论文标题
通过探测预测微调性能
Predicting Fine-Tuning Performance with Probing
论文作者
论文摘要
大型NLP模型最近在语言理解任务中表现出了令人印象深刻的表现,通常通过其微调的性能进行评估。另外,探测已被越来越多的注意力作为一种轻巧的方法来解释大型NLP模型的内在机制。在探测中,事后分类器接受了诊断特定能力的“室外”数据集的培训。在探索语言模型导致有见地的发现时,它们似乎与模型的开发脱节。本文探讨了探测深NLP模型以提取广泛用于模型开发的代理信号的实用性 - 微调性能。我们发现,只有三个探测测试的精度可以通过错误$ 40 \%$ - $ 80 \%$ $比基线的精确度预测微调性能。我们进一步讨论了可能的途径,探测可以增强深入NLP模型的发展。

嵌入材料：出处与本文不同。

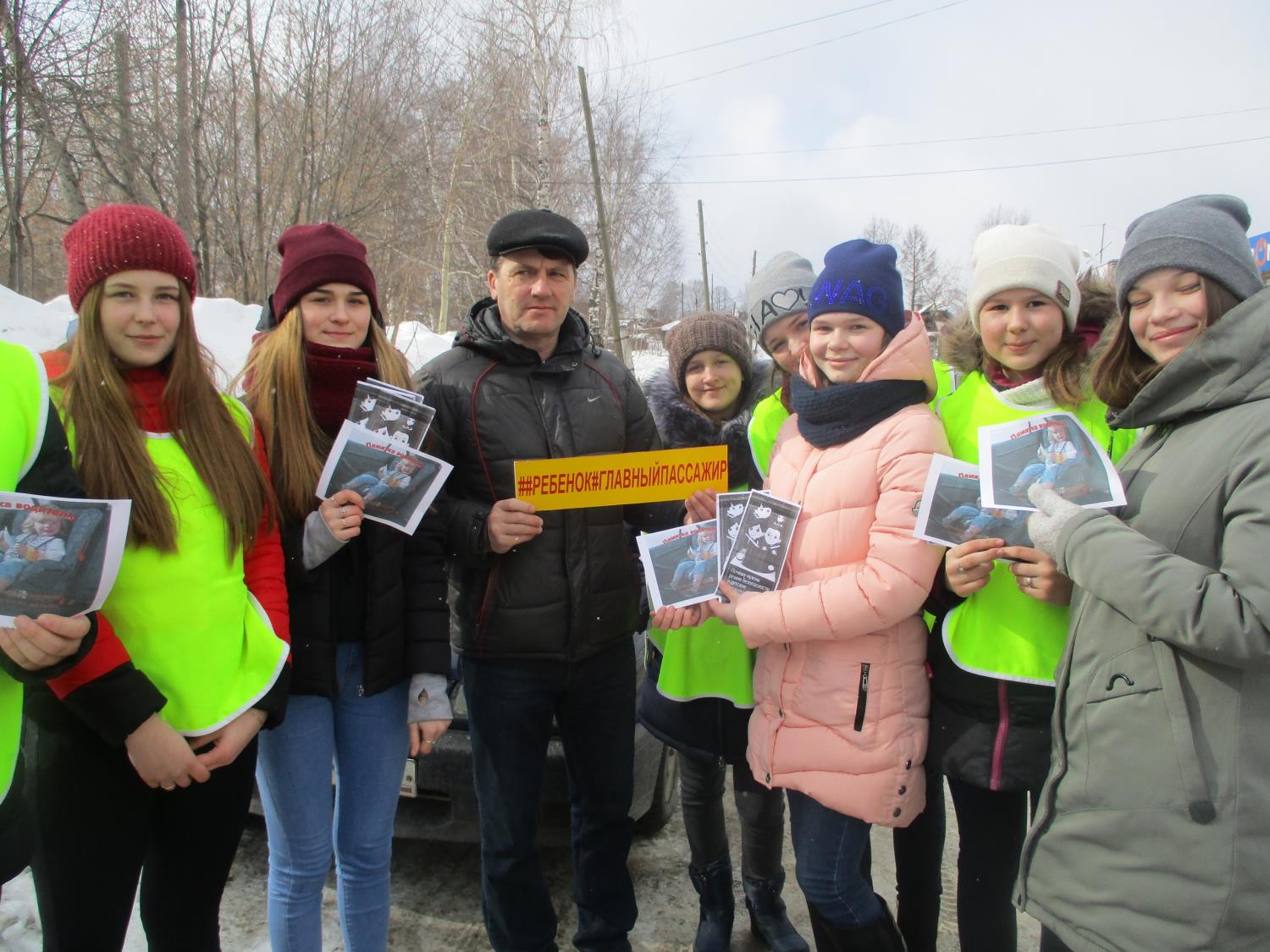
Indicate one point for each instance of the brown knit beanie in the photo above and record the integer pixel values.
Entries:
(708, 330)
(124, 238)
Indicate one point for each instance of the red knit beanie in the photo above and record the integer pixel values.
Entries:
(124, 238)
(314, 256)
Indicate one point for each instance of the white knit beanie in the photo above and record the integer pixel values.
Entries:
(1025, 256)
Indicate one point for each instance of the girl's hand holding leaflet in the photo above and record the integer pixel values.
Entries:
(724, 611)
(424, 735)
(967, 566)
(1054, 513)
(1038, 575)
(35, 644)
(343, 515)
(162, 757)
(228, 743)
(670, 619)
(701, 505)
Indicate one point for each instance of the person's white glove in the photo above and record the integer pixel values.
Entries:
(1046, 526)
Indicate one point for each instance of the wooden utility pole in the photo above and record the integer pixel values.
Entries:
(446, 239)
(124, 94)
(185, 162)
(705, 273)
(610, 286)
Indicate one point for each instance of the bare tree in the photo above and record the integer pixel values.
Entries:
(929, 282)
(1002, 215)
(881, 231)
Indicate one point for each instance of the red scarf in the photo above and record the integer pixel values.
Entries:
(146, 386)
(334, 373)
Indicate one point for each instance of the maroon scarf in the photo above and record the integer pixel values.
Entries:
(334, 372)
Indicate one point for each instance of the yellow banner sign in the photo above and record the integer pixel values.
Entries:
(621, 479)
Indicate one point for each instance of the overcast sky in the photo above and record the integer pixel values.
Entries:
(972, 69)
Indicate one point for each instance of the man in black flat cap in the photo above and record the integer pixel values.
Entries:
(544, 607)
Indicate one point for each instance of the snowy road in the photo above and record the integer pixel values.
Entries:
(436, 899)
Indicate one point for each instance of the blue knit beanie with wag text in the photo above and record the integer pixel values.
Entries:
(860, 277)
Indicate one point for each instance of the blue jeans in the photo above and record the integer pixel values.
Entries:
(511, 705)
(367, 740)
(827, 850)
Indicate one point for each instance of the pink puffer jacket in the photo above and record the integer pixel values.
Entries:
(840, 682)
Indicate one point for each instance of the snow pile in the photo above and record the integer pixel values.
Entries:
(225, 327)
(19, 923)
(421, 344)
(25, 322)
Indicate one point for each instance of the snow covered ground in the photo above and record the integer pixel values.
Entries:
(225, 327)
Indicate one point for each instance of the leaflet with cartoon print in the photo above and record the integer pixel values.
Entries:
(390, 411)
(681, 565)
(58, 556)
(396, 482)
(764, 537)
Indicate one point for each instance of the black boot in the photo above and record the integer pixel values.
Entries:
(718, 905)
(879, 936)
(767, 918)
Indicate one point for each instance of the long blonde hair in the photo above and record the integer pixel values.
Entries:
(111, 454)
(277, 391)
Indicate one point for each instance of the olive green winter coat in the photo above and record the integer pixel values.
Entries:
(1153, 829)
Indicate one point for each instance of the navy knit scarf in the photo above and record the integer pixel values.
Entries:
(840, 413)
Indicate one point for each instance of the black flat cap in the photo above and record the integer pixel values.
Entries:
(538, 228)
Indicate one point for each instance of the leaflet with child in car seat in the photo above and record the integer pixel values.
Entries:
(396, 482)
(58, 555)
(1049, 449)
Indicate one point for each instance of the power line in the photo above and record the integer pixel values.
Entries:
(747, 36)
(962, 172)
(980, 139)
(809, 46)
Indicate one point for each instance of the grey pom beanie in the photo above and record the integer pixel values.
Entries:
(1203, 234)
(777, 289)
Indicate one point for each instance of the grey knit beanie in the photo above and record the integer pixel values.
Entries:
(1203, 234)
(708, 330)
(777, 289)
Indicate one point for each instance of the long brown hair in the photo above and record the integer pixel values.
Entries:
(276, 382)
(1123, 368)
(1064, 370)
(111, 454)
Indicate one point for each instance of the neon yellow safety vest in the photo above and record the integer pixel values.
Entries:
(765, 423)
(25, 399)
(998, 631)
(187, 617)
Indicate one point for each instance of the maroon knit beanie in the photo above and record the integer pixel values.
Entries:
(124, 238)
(314, 256)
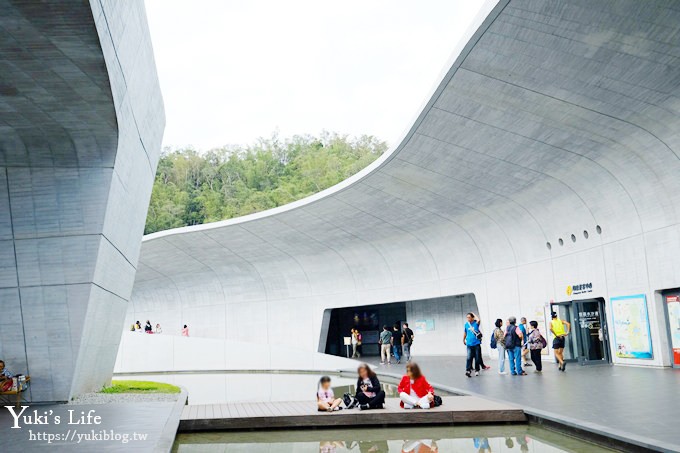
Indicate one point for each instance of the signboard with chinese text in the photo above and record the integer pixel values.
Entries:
(632, 337)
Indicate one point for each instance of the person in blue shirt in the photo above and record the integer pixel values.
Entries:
(525, 349)
(472, 339)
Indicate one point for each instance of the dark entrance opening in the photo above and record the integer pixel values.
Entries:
(437, 324)
(369, 319)
(588, 342)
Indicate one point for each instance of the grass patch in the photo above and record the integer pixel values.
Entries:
(140, 387)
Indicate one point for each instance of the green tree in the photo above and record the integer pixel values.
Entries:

Large NLP models have recently shown impressive performance in language understanding tasks, typically evaluated by their fine-tuned performance. Alternatively, probing has received increasing attention as being a lightweight method for interpreting the intrinsic mechanisms of large NLP models. In probing, post-hoc classifiers are trained on "out-of-domain" datasets that diagnose specific abilities. While probing the language models has led to insightful findings, they appear disjointed from the development of models. This paper explores the utility of probing deep NLP models to extract a proxy signal widely used in model development -- the fine-tuning performance. We find that it is possible to use the accuracies of only three probing tests to predict the fine-tuning performance with errors $40\%$ - $80\%$ smaller than baselines. We further discuss possible avenues where probing can empower the development of deep NLP models.